From the code POV seems fine to me now.

Guess (apart from the already mentioned note about viewport's tile size) most important question to answer now is: what is the expected user-side difference?

intern/cycles/blender/blender_sync.cpp
646–657

Guess that would be a biggest concern for master. It's most likely fine, but IMO better to apply separately.

intern/cycles/device/device_cpu.cpp
161

Don't use empty line at the beginning/ending of the block.

272

Shouldn't we be using aligned alloc?

Aside from the viewport tile size there should be no difference for users from this diff, this is mostly for better debugging and as a cleaner foundation for future work.

I've modified the if statement for the viewport stuff so that it only affects the split kernel.

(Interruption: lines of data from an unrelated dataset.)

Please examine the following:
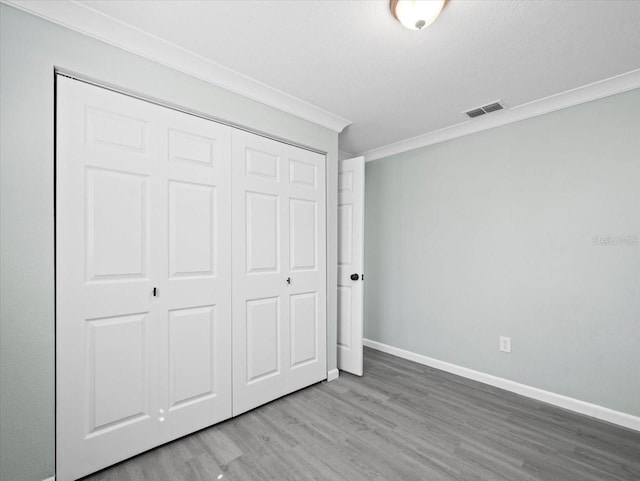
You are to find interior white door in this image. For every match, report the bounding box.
[338,157,364,376]
[56,76,231,481]
[232,131,326,415]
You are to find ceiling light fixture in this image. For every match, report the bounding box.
[390,0,445,30]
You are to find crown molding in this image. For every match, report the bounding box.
[360,69,640,162]
[0,0,351,133]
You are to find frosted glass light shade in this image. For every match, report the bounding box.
[390,0,445,30]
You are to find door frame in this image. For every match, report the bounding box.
[53,66,338,478]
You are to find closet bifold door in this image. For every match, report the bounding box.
[232,130,326,415]
[56,76,231,481]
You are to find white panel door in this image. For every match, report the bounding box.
[232,131,326,415]
[338,157,364,376]
[56,77,231,481]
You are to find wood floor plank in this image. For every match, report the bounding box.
[85,349,640,481]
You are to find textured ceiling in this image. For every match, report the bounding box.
[77,0,640,154]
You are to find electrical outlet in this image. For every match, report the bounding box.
[500,336,511,352]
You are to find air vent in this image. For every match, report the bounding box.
[482,102,502,113]
[465,101,504,118]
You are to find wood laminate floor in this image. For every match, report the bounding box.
[85,349,640,481]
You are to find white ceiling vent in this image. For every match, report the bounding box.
[464,100,504,118]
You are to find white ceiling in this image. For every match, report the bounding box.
[55,0,640,154]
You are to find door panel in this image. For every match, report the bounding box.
[87,312,151,436]
[169,180,217,279]
[245,192,282,274]
[290,292,319,368]
[246,297,281,384]
[154,109,232,442]
[232,131,326,415]
[169,306,217,411]
[289,199,318,271]
[338,157,364,376]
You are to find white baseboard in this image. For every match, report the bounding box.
[364,339,640,431]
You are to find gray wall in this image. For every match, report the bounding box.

A proper solution will come from the tile rework branch.

Is this finally ready for master?

Changes:

  • merged in current master
  • aligned alloc
  • changed viewport tile size condition for split kernel only
  • removed blank line

If some improvement visible to user (in speed or functionnality like SSS and volumetrics) can be reached for 2.79 with this new code, I would add it to master.
If benefits are only for programmers, I would add it to 2.8. Otherwise, it would just be risking breaking rendering on different configurations, cluttering the bug tracker more than it is already and maybe releasing a 2.79 (which may be used over a long period by many users) that will not be stable.

I would not scatter Cycles development at this point, either we move all Cycles development to the 2.8 branch (which I wouldn't do just yet) or we stick to master. Putting some things into the branch while keeping maintenance and smaller changes in master will only ask for trouble later. Also we still have a few months until a 2.79 release, enough time to fix issues when they come up.

Using the latest version in the branch ( 681089237e33d2fe4b1c46e4a8368c686e60be34 ) I get the following results on 1rx 480 on windows 7 with driver 17.2.1 (pure render times):

  • Barcelona scene at 100spp:
    • 105s compared to 103s with master (2% slower than master) compared to 73s with full selective node compilation (which is 43% faster).
  • BMW scene at 35²spp:
    • 228s compared to 223s on master (also 2% slower) compared to 190s with full selective node compilation (which is 20% faster)

Test with master where made with auto tile size (1 tile) and test with your build where made with 256x256 and 128x128 and I took the best time of both to reflect the performance we should get when auto tile size will be back.

Closing as these changes are already in master.